There are several ongoing trials using whole body MRI screening (reviewed in McBride 2014 [40] and Ballinger 2015 [41]). The LIFSCREEN trial [42] at the Institut Gustave Roussy (Villejuif, France) is a randomised trial with annual whole body MRI screening for three years in the intervention arm and standard care in the control arm. It is recruiting individuals with TP53 mutations (age 5–71 years). The Surveillance of Multi-Organ Cancer Prone Syndrome (SMOC) trial [43] in Australia is enrolling individuals with a germline mutation in a cancer risk gene (including TP53) and those at 50% risk aged 18–70 years for a period of 3 years. It is a non-randomised trial using annual physical examination, full blood count, whole body MRI, breast MRI, ultrasound and mammography (in females) with additional procedures of gastroscopy and colonoscopy based on family history. The Dana Faber Cancer Institute whole body MRI study involves annual physical examination and whole body MRI and is currently recruiting children only.

Based on the observation that metformin has been associated with reduced cancer risk in several epidemiological studies [44], a pilot study for chemoprevention using metformin has been commenced which assesses the safety and tolerability of the drug over 14 weeks, measuring IGF-1, insulin and IGFBP3 levels in blood at baseline, and weeks 0 and 8 [45].

As the optimal screening for other cancers in TP53 mutation carriers remains unclear, screening should ideally be undertaken as part of clinical trial.

Example

A fifty-year old unaffected woman with no family history has a TP53 pathogenic variant detected on panel testing. The evidence is that this scenario will be very unusual, so we would advise reviewing the literature about the pathogenicity of the specific variant, and we would consider repeating the test (in case of a sample error). We would advise that she is at high risk of developing breast cancer, although she has ‘lived through’ a substantial part of that risk. We would advise annual MRI breast screening or bilateral mastectomy. We would also consider a baseline whole body MRI, based on the UK SIGNIFY study results.

Support groups

Some women may require additional psychological support.
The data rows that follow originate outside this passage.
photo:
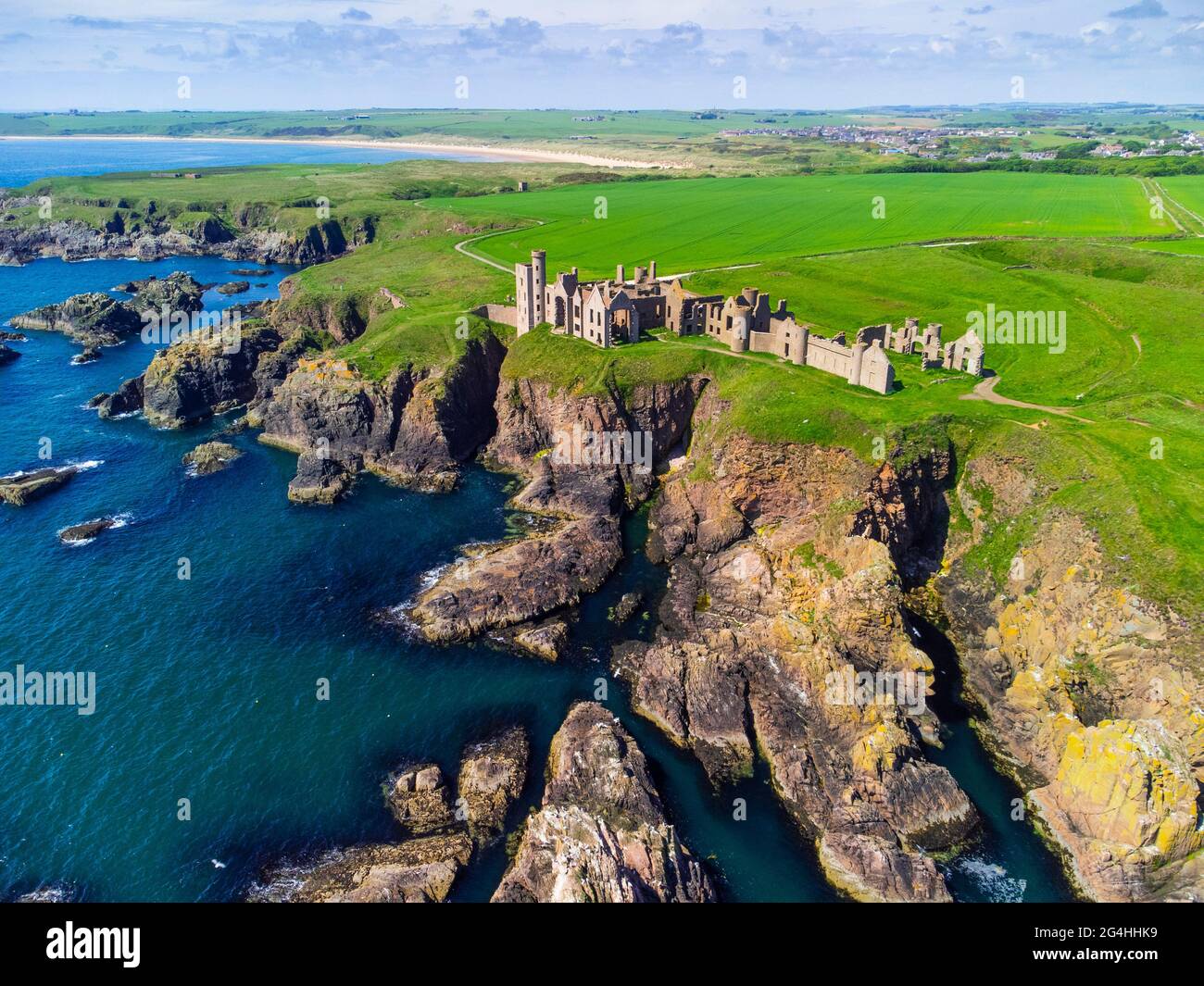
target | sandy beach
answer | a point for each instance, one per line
(476, 151)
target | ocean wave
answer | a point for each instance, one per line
(994, 880)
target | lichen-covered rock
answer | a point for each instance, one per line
(601, 833)
(546, 640)
(100, 319)
(22, 488)
(204, 375)
(420, 870)
(1124, 805)
(492, 777)
(320, 480)
(87, 531)
(420, 800)
(416, 426)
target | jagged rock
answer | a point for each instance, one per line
(201, 376)
(626, 607)
(601, 833)
(492, 777)
(51, 893)
(414, 426)
(1124, 805)
(320, 480)
(85, 531)
(20, 488)
(420, 800)
(545, 640)
(519, 580)
(91, 319)
(211, 456)
(99, 319)
(125, 400)
(420, 870)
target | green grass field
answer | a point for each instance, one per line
(702, 223)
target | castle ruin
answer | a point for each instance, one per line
(614, 311)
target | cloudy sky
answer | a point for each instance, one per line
(242, 55)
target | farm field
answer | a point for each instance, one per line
(690, 224)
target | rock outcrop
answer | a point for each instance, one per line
(601, 833)
(416, 426)
(99, 319)
(87, 531)
(516, 581)
(22, 488)
(155, 239)
(778, 598)
(211, 456)
(1087, 693)
(420, 800)
(420, 870)
(492, 778)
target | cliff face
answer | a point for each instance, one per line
(416, 426)
(775, 600)
(71, 240)
(1088, 693)
(601, 833)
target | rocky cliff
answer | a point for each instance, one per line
(601, 833)
(155, 239)
(516, 581)
(777, 598)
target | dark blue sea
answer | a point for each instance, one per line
(206, 689)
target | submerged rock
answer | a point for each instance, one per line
(601, 833)
(87, 531)
(22, 488)
(492, 777)
(320, 480)
(420, 870)
(211, 456)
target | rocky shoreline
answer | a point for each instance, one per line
(786, 572)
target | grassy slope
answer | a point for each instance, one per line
(734, 220)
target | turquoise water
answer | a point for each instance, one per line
(206, 689)
(23, 161)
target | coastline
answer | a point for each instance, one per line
(474, 151)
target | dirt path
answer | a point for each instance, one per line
(985, 392)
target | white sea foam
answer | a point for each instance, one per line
(994, 880)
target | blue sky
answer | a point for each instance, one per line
(619, 53)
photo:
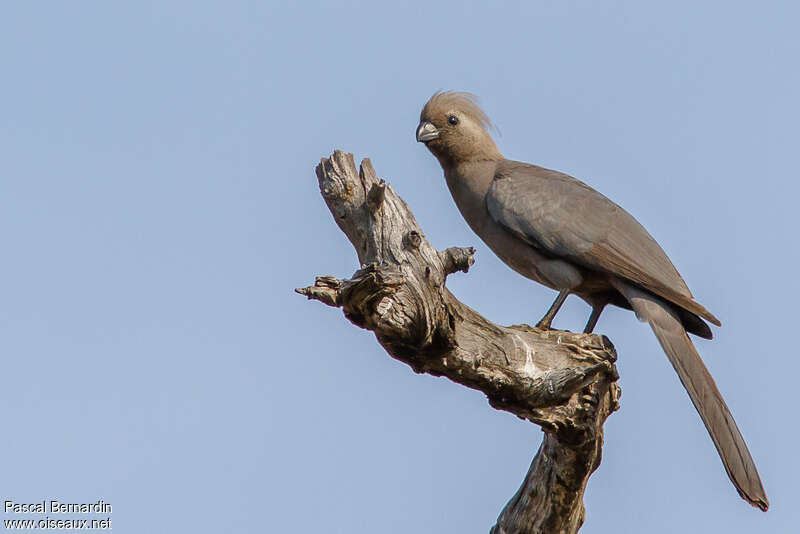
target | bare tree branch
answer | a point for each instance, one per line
(564, 382)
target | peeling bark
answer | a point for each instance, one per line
(564, 382)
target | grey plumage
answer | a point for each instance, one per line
(560, 232)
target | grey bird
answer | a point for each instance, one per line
(558, 231)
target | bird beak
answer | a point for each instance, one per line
(426, 132)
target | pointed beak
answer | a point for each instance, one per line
(426, 132)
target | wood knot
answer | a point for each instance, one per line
(412, 240)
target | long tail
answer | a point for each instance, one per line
(703, 392)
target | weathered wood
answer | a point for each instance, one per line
(564, 382)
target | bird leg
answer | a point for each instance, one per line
(548, 317)
(597, 309)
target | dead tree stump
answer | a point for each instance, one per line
(563, 382)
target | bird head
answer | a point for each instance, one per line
(455, 129)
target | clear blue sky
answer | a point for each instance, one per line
(158, 204)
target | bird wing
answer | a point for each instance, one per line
(565, 218)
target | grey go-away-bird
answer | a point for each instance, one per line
(560, 232)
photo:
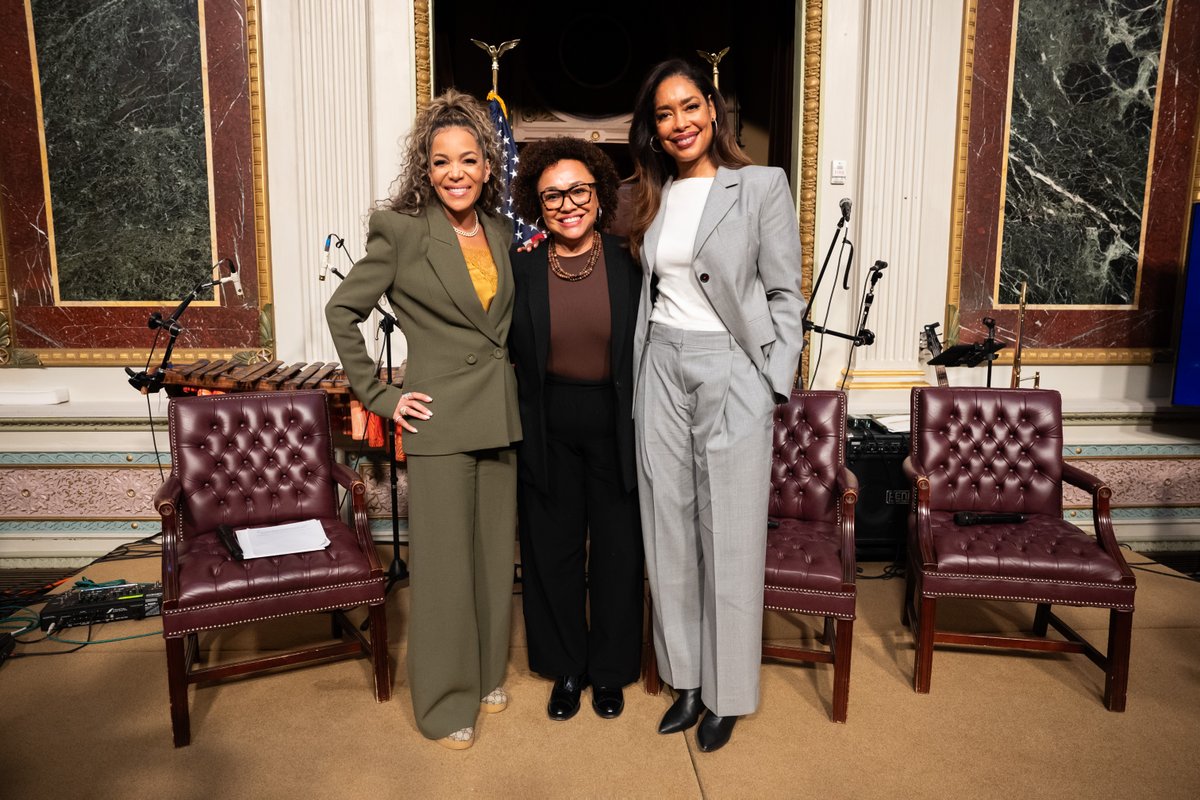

There are several patient support groups including the Li–Fraumeni Syndrome Association <http://www.lfsassociation.org> based in the USA, and the George Pantziarka TP53 Trust <http://www.tp53.co.uk> based in the UK.

Conclusions

Finding a germline TP53 mutation in a woman with breast cancer has significant clinical implications for the patient and her family. Mastectomy is preferred in the treatment of breast cancer so that radiotherapy can be avoided or minimised. Risk-reducing contralateral mastectomy should also be considered, otherwise MRI breast screening should be initiated. The risk of developing second or third primary malignancies is high, and optimal surveillance is currently unclear. Where possible, screening should be undertaken as part of a clinical trial.